An array of strings is returned. There is one entry for each data line saved to the ARFF file, with the entry identifying the data set and (if appropriate) the section that each ARFF data line corresponds to.

IMPORTANT: Since ARFF files cannot accomodate multiple classes per instance, the feature vector for an instance with multiple classes is repeated twice, once for each class.

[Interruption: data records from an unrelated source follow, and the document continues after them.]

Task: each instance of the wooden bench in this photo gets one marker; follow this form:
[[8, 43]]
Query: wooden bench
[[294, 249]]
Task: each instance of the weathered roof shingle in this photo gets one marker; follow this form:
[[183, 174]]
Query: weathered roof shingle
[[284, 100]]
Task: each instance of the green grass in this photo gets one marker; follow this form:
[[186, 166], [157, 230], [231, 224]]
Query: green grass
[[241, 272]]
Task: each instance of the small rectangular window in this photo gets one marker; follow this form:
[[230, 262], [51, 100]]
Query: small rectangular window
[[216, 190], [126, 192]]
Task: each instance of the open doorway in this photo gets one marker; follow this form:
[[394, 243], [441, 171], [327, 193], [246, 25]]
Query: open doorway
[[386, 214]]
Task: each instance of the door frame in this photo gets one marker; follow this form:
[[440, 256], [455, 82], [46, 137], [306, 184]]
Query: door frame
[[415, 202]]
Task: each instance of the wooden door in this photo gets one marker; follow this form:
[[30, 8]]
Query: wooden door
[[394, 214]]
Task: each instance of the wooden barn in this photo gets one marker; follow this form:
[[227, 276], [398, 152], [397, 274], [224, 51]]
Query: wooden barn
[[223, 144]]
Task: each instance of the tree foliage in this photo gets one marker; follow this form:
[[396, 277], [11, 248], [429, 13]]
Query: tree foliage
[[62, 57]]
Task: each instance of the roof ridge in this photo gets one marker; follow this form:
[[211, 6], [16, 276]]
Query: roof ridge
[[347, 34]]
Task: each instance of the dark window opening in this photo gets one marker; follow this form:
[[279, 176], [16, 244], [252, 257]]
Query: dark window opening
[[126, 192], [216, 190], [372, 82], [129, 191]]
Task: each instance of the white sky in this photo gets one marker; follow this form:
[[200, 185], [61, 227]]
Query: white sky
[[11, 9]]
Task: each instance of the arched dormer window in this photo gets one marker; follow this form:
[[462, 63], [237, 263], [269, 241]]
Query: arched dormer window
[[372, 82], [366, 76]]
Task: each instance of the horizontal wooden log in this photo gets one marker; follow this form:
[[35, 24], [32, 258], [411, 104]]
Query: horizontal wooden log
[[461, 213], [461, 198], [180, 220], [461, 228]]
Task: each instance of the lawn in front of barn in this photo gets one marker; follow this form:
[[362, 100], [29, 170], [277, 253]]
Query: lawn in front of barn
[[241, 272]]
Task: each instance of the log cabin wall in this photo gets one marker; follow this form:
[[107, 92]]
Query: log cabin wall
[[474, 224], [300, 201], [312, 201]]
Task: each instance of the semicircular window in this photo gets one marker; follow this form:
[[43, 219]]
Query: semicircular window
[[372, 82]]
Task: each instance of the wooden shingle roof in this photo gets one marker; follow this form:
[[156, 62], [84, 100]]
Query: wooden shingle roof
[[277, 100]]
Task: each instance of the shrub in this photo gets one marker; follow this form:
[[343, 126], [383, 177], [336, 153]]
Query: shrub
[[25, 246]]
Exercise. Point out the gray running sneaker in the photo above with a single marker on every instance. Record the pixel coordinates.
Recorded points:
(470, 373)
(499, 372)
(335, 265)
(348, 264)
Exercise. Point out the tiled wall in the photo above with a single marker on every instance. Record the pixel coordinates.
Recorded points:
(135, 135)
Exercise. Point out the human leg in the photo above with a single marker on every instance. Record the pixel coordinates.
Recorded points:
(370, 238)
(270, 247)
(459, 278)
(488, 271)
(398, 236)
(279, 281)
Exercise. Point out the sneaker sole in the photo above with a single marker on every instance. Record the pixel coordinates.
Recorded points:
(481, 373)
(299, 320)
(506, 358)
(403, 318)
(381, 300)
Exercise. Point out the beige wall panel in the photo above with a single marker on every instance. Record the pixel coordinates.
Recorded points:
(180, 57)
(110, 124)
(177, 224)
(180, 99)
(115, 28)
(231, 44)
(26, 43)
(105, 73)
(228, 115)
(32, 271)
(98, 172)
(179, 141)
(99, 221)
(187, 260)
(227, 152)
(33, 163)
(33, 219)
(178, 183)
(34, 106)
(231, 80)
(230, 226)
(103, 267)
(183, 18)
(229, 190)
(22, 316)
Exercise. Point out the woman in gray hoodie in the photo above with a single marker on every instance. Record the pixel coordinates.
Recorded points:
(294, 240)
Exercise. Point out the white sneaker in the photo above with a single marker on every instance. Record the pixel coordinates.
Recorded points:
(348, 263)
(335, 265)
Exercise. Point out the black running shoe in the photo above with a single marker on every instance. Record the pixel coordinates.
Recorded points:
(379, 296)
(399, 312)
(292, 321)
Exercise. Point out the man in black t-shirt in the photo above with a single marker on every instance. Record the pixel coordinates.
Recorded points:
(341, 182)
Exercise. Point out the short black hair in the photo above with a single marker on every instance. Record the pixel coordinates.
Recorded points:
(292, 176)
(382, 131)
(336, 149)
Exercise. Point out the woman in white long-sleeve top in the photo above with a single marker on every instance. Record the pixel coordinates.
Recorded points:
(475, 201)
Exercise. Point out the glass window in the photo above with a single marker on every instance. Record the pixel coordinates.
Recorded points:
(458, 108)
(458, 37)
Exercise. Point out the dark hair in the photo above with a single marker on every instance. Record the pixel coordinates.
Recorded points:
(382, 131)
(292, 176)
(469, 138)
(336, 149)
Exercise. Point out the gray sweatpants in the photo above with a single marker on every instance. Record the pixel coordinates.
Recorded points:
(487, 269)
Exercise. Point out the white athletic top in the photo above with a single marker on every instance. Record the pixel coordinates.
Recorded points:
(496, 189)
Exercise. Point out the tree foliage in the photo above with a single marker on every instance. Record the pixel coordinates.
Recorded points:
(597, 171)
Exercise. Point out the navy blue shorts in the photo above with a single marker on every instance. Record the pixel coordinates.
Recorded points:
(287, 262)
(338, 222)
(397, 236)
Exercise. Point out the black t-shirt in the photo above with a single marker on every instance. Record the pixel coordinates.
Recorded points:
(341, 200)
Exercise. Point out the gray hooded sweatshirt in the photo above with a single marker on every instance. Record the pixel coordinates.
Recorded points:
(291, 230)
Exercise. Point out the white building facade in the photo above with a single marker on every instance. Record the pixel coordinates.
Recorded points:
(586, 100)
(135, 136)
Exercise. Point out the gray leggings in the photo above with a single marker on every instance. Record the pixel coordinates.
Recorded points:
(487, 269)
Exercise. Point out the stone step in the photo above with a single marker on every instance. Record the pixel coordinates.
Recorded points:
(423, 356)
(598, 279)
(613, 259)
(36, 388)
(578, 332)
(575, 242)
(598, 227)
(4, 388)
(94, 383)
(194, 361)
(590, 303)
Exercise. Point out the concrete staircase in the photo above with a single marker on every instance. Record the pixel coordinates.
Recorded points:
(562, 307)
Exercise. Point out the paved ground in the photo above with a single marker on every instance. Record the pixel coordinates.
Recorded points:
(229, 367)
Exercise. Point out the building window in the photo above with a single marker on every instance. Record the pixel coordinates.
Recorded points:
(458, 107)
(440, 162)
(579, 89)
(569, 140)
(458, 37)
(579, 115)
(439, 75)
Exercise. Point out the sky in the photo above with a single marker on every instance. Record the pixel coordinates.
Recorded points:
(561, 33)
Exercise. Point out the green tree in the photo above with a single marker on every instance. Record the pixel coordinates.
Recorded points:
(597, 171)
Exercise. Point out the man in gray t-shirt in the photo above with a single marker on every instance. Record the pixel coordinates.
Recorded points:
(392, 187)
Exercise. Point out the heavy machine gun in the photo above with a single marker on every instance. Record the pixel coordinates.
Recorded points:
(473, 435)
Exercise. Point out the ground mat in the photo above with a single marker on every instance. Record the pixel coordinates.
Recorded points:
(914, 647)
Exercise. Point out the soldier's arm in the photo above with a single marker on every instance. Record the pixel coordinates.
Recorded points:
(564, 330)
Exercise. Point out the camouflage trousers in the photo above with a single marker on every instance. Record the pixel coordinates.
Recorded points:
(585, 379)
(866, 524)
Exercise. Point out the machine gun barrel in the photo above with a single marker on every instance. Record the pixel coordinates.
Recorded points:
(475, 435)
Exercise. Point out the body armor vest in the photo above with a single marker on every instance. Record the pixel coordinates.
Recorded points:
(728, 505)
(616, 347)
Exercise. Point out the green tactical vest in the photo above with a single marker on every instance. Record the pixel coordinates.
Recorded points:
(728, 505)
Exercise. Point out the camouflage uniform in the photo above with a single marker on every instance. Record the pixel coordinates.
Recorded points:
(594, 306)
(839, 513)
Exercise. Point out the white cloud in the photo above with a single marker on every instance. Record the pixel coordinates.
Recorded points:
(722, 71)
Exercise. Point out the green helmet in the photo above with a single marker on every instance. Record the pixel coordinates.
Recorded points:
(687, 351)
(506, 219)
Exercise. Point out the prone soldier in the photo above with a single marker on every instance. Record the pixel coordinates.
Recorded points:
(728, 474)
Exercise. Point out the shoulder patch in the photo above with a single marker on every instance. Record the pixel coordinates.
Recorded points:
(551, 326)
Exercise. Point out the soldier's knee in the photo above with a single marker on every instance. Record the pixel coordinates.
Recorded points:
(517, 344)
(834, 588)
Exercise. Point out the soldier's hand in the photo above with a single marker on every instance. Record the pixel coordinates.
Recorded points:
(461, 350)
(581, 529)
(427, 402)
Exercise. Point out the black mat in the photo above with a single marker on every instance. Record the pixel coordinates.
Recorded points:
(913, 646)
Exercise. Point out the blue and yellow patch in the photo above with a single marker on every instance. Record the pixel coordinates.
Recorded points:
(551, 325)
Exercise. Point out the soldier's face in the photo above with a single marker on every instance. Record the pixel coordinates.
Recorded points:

IMPORTANT: All class names and feature names have blank spaces replaced by underscores in the ARFF file.

Parameters:
relation_name - The name of the relation that is being saved to the ARFF file.
databoard_file - The ARFF file to be saved into.
use_top_level_features - Whether or not to save overall classifications for individual instances.
use_sub_section_features - Whether or not to save the sub- sections of instances.
Returns:
The data set and section corresponding to each feature vector line saved in the ARFF file.
Throws:
java.lang.Exception - An exception is thrown if no feature definitions or no feature vectors are provided. An exception is also thrown if both of the boolean parameters are false.

saveXMLFiles

public void saveXMLFiles(java.io.File taxonomy_file,
                         java.io.File feature_key_file,
                         java.io.File feature_vector_file,
                         java.io.File classifications_file)
                  throws java.lang.Exception
Saves the stored taxonomy, feature definitions, feature vectors and/or model classifications stored in this DataBoard to individual XML files of the respectively appropriate type. Each file is only saved if the corresponding parameter is not null.

Parameters:
taxonomy_file - The file to save the taxonomy to. Null if the taxonomy is not to be saved.
feature_key_file - The file to save the feature defintions to. Null if the definitions are not to be saved.
feature_vector_file - The file to save the feature vectors to. Null if the vectors are not to be saved.
classifications_file - The file to save the model classifications to. Null if the classificaitons not to be saved.
Throws:
java.lang.Exception - An informative exception is thrown if a request is made to save a file type whose corresponding field is empty.

saveDataBoard

public static void saveDataBoard(DataBoard to_save,
                                 java.io.File databoard_file)
                          throws java.lang.Exception
Save the contents of this DataBoard to a File.

Parameters:
databoard_file - The File to save to.
to_save - The DataBoard to save.
Throws:
java.lang.Exception - Throws an exception if an error occurs during saving.

loadDataBoard

public static DataBoard loadDataBoard(java.io.File databoard_file)
                               throws java.lang.Exception
Load the specified DataBoard serialized object file and return its contents.

Parameters:
databoard_file - The File to load.
Returns:
The loaded DataBoard.
Throws:
java.lang.Exception - Throws an exception if an error occurs during loading.

saveInstancesAsARFF

public static void saveInstancesAsARFF(weka.core.Instances instances,
                                       java.lang.String file_path)
                                throws java.lang.Exception
Save the given Weka Instances as an arff file with the given path.

Parameters:
instances - The weka instances to save.
file_path - The path of the arff file to save.
Throws:
java.lang.Exception - Throws an exception if cannot save the given instances.

getInstanceIdentifiers

public java.lang.String[] getInstanceIdentifiers()
Gets array of unique identifiers for DataSet object of this DataBoard.

Returns:
Array of unique names for this set of instances.

hasSections

public boolean hasSections()
Returns:
True if either the DataSet of SegmentedClassification of this DataBoard has sub-sections.